Mlliyet Milliyet Blog Milliyet Blog
 
Facebook Connect
Blog Kategorileri
 

21 Ekim '18

 
Kategori
Ekonomi - Finans
 

Kriz Var mı, Yok mu? Kriz Ne Demek ki?

Kriz Var mı, Yok mu? Kriz Ne Demek ki?
 

Çizim: Yücel Evren


Ekonomide kriz var mı, yok mu? Kimi var, kimi yok diyor. Hatta kimi hem “var” hem  “yok”, hatta… bir “var”, bir “yok” diyor, Kafamız karışıyor.

Hangisi doğru? Kriz var mı, yok mu?

Ben size en açık, net şekilde anlatayım.

Ekonomide bir krizin varlığı veya yokluğu enflasyonla, hayat pahalılığıyla, işsizlikle, açlıkla… filan tanımlanmıyor.

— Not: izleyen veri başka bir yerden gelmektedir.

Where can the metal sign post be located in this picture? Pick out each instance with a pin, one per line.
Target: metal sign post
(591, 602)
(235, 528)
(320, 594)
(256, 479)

Geçmişte “kriz” olarak tanımlanmış vakaları anımsayalım.

1980, “banker faciası” yılıydı. 1994 krizi mevduata sınırsız garanti gerektirecek boyutta, “bankacılık sistemine güven kaybı” kriziydi. 1999 krizi, 28 bankanın borçlarının devlete yıkılmasına yol açan “bankacılık” kriziydi.

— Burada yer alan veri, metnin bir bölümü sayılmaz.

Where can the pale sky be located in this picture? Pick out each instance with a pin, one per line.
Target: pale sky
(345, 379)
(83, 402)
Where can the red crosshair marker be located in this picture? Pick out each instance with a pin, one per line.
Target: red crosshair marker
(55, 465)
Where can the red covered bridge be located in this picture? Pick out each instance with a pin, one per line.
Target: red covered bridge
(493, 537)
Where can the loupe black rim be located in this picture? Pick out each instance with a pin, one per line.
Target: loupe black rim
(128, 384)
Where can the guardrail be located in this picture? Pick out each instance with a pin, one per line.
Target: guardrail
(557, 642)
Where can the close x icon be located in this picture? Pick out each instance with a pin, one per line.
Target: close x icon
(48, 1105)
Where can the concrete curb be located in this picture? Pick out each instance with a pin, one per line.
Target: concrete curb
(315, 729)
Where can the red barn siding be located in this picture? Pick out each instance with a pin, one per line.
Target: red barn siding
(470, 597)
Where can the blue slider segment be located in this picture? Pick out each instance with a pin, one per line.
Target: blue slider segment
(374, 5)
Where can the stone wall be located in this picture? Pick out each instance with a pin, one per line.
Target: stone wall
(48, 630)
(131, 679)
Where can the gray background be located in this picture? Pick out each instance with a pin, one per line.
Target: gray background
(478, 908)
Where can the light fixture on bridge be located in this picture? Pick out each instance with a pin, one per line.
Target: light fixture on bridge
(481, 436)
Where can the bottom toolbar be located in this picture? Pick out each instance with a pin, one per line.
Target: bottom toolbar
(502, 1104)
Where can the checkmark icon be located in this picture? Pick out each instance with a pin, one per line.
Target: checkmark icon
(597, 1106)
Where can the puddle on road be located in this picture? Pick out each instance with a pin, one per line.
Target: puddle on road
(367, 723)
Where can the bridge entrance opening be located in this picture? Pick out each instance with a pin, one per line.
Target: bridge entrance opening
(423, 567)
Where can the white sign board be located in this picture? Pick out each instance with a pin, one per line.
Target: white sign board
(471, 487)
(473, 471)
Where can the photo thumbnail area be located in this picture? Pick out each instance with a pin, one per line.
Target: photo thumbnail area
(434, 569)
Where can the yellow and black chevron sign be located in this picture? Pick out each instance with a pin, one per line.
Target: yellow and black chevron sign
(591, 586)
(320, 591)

Bu işin barometresi “finans sistemi”nin durumudur.

Ortada batan banka, banker… her neyse, batık finans kurumu yoksa, ekonomide şu ya da bu kesimin yaşadığı sıkıntılara bakıp da kimse krize “kriz” demiyor.

İçinden geçtiğimiz günlerde, yaklaşık yüzde 50 oranındaki devalüasyon, yüzde 20’lik enflasyon, yüzde 40’lara yükselen faiz, artan işsizlik, dış borç, iç borç, cari açık, bütçe açığı, iflaslar, yoksulluk… gibi göstergeler üzerinden yaşanan, “kriz var – yok” tartışmalarında, kimsenin baskın çıkamamasının sebebi budur. Ispatlayamıyorsun.

Kriz olarak adlandırılıp adlandırılmayacağında ortak görüş yok ama, ortada kimsenin kolay kolay yadsıyamadığı bir “büyük sıkıntı” da var.

Peki bu sıkıntı ileride bugün için “kriz yok” diyenlerin dahi itiraz edemeyeceği bir “kriz”e yol açar mı?

Eğer soruna doğru  teşhis konulamaz ve gereken önlemler ivedilikle alınamazsa; evet… ekonomimiz bugüne kadar yaşadıklarımızdan çok daha büyük bir krize “gebe”!

Barometre “finans sistemi”dir dediğimize göre, “faiz”e dikkat kesilmekte fayda var. Ama öyle “ideolojik pencereden” değil, iktisat bilimi penceresinden…

Bankalar an itibariyle mevduata yüzde 25 civarında faiz veriyor. Bu kaynaktan ayrılacak zorunlu karşılıklar ve donuk kredi maliyetinin yanında, bankacılık faaliyetinin gerektirdiği personel, kira, bilgisayar, temsil, kırtasiye, güvenlik, sigorta… gibi pek çok masraf kalemini de ekleyin, kaynak maliyeti yüzde 35’lerin üzerine çıkıyor. Bu sebeple şu gün kredi faizlerinin yüzde 35’lerin çok üzerinde olduğu herkesim malumu…

Bu oranlar üzerinden kimse kredi kullanamıyor. Kullananların aldıkları kredileri faizleriyle birlikte geri ödemelerinde zorlukla karşılaşmaları kaçınılmaz.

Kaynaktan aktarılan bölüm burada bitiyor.